As I discussed in my eZine entitled “Onychomycosis: What Is It and How is it Diagnosed”, you should have no doubt about it - this is an infection and as such, should be treated with an anti-infective. Unfortunately, for too many of our colleagues, onychomycosis is just a condition to be seen in the office for a mechanical debridement as quickly as possible and as frequently as an insurance carrier permits. This debridement, although useful for reducing the thickness of the nail, making it less painful and improving the overall appearance, does nothing to actually treat the infection. For that, you need an antifungal agent.

It is generally accepted that the oral antifungal agents are the most effective treatments. Currently, there are three FDA-approved drugs for the treatment of onychomycosis. Griseofulvin is mostly of historic interest only, as it was not particularly efficacious, had to be taken for prolonged periods of time and had some bothersome adverse events. Itraconazole was the first of the “newer” generation drugs to be approved, followed about one year later by terbinafine. These drugs both represented a major advance over griseofulvin in that they could be given for shorter periods of time and are generally considered safer and more efficacious. With increasing evidence of lesser efficacy, a greater risk of drug-drug interactions and even a “black box” warning from the FDA, itraconazole, although still a useful and efficacious drug, eventually lost significant market share to terbinafine. With terbinafine now being available at many pharmacies for less than $20 for a three month course of therapy and its’ superior efficacy rates, it is somewhat surprising that the drug does not have more overall usage, especially for more severe cases of onychomycosis.

Certainly, there can be hepatic toxicity with this drug, but all of the studies have shown this to occur at an extremely low incidence. Likewise, although there is no interaction between terbinafine and statins, many physicians assume that there is because of this interaction being seen with azole antifungals. Even when a physician wants to prescribe one of these drugs, the patient often refuses them based on something they heard or read “on-line”.

Due to the reluctance to use oral antifungal agents, there has been tremendous interest in the development of a topical antifungal that would still be effective without any of the “baggage” that comes with the orals. The first FDA approved oral agent was ciclopirox 8% lacquer, first approved in late 1999. As expected, because of the tremendous backlash against the orals and the pent up demand, this drug had an incredible first year or two. However, perceived low efficacy and a lacquer formulation that was troublesome for patients and physicians alike soon took its toll on sales.

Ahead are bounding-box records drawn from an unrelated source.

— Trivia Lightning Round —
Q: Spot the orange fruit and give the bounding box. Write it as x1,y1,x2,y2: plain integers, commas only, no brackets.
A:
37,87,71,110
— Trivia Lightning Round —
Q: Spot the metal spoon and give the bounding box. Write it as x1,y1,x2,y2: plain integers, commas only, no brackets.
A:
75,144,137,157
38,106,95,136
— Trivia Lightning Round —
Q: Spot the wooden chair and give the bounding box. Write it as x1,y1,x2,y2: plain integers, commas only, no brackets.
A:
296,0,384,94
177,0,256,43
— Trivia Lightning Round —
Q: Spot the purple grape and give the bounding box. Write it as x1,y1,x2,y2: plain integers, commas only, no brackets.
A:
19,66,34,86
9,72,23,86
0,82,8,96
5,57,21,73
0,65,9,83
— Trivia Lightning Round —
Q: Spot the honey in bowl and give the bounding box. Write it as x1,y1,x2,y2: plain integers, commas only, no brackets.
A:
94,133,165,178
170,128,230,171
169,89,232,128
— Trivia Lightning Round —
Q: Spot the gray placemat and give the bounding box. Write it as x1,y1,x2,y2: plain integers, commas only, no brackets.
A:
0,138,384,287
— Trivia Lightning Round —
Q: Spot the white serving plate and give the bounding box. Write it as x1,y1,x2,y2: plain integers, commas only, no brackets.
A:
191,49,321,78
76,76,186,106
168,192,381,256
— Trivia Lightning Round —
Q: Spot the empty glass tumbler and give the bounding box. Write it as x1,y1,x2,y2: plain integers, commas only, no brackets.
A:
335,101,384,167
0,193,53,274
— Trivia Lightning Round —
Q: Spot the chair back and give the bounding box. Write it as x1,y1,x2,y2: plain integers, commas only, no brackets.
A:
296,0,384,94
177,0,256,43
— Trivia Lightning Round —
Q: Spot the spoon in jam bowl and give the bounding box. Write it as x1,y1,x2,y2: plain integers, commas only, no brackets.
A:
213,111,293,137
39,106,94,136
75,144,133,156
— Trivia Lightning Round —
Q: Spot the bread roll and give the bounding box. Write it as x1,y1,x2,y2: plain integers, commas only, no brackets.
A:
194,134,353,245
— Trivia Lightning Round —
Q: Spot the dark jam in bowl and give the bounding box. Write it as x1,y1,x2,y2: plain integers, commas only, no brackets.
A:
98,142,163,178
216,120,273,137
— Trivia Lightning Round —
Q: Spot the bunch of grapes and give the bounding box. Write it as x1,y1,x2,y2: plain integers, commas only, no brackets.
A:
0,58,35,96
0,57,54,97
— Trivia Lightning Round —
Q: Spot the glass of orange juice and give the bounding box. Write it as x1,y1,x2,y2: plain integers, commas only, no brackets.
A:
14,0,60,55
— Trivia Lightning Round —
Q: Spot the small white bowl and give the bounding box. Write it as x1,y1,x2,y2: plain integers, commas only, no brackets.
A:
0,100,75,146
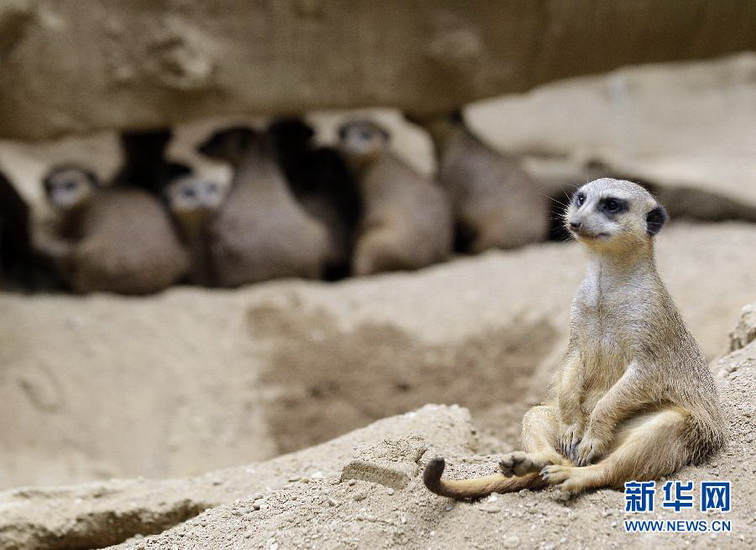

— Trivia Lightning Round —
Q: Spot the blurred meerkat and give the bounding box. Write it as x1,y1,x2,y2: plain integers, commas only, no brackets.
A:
0,172,34,288
407,112,550,253
339,120,452,275
198,127,329,287
267,117,362,280
112,129,184,197
164,174,227,285
424,178,726,498
43,165,189,294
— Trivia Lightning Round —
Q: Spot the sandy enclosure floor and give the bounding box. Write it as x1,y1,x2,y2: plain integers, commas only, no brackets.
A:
0,224,756,494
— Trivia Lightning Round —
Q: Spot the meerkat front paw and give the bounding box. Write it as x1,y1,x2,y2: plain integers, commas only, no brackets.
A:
559,422,584,462
499,451,547,477
570,434,607,466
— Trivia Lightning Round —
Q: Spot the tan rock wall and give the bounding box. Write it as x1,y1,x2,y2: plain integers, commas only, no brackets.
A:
0,0,756,139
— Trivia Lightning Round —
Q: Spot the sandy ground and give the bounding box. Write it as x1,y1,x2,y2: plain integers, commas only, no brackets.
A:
0,224,756,494
0,304,756,550
0,54,756,550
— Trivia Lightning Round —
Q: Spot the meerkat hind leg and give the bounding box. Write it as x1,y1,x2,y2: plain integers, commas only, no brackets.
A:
541,409,689,493
499,405,572,476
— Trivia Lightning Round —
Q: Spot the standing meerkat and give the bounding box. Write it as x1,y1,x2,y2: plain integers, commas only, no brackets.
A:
339,121,452,275
267,117,362,280
407,111,549,253
163,174,227,286
424,178,726,498
44,165,189,294
198,127,328,287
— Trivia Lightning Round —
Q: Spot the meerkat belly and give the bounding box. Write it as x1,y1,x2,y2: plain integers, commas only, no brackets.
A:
578,304,636,415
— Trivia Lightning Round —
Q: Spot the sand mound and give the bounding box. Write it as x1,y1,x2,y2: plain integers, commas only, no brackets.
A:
0,224,756,488
0,311,756,550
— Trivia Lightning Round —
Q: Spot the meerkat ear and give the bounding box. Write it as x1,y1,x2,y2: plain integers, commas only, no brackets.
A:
646,205,669,237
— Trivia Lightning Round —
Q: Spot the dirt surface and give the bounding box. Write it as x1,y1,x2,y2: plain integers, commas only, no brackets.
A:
0,306,756,550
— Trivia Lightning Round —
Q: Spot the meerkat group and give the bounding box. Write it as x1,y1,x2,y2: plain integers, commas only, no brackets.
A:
17,111,747,293
424,178,726,499
22,113,545,294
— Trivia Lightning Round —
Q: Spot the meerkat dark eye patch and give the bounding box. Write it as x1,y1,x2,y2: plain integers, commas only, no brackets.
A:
646,206,669,236
598,197,630,214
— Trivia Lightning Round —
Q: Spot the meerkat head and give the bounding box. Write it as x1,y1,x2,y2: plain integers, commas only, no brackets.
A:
197,126,260,166
565,178,667,251
42,164,100,212
164,174,228,217
339,120,391,166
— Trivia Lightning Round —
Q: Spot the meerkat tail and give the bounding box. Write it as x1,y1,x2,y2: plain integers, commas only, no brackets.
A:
423,457,547,499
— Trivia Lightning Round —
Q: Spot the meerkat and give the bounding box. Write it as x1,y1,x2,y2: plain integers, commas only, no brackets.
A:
0,172,34,287
164,174,227,286
267,117,362,280
339,120,452,275
198,127,329,287
112,129,185,197
43,165,189,294
407,111,550,253
424,178,726,498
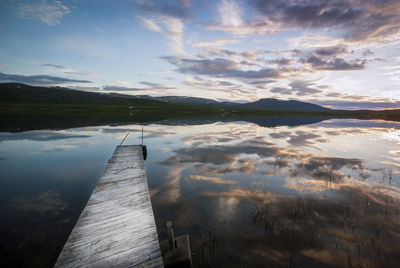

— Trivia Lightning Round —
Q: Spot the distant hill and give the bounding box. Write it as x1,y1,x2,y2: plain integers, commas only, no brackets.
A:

After an almost 15 year drought in new products, in the summer of 2014, two new topical agents were approved by the FDA; efinaconazole 10% solution and tavaborole 5% solution. Both of these drugs, being solutions and not lacquers, apply easily, the former with a brush and the later with a dropper, dry quickly and require no weekly removal. Furthermore, neither of the pivotal trials on which these drugs were FDA approved permitted debridement of the nail, although this certainly does not preclude the provider from performing the procedure. Theoretically, although never specifically studied, debridement may reduce the fungal load and thin the nail to permit even greater penetration of the drug to the site of the infection in the nail bed.

Efinaconazole, as with all azole antifungals, works by reducing ergosterol synthesis. Ergosterol is a necessary component of a healthy fungal cell wall. Tavaborole, an oxaborole, represents a new class of antifungal drug and works by inhibiting fungal protein synthesis.

Because both of these drugs are relatively new to the market, they are being promoted heavily. While there may be a tendency to want some sort of comparison of efficacy between the two, this is not currently possible, as they have never been studied in a head to head fashion. That would be the only “scientific” way to compare two drugs (I direct you to my eZine on onychomycosis clinical trial design). For now, it is up to the clinician to see what works best in their hands with their patient population.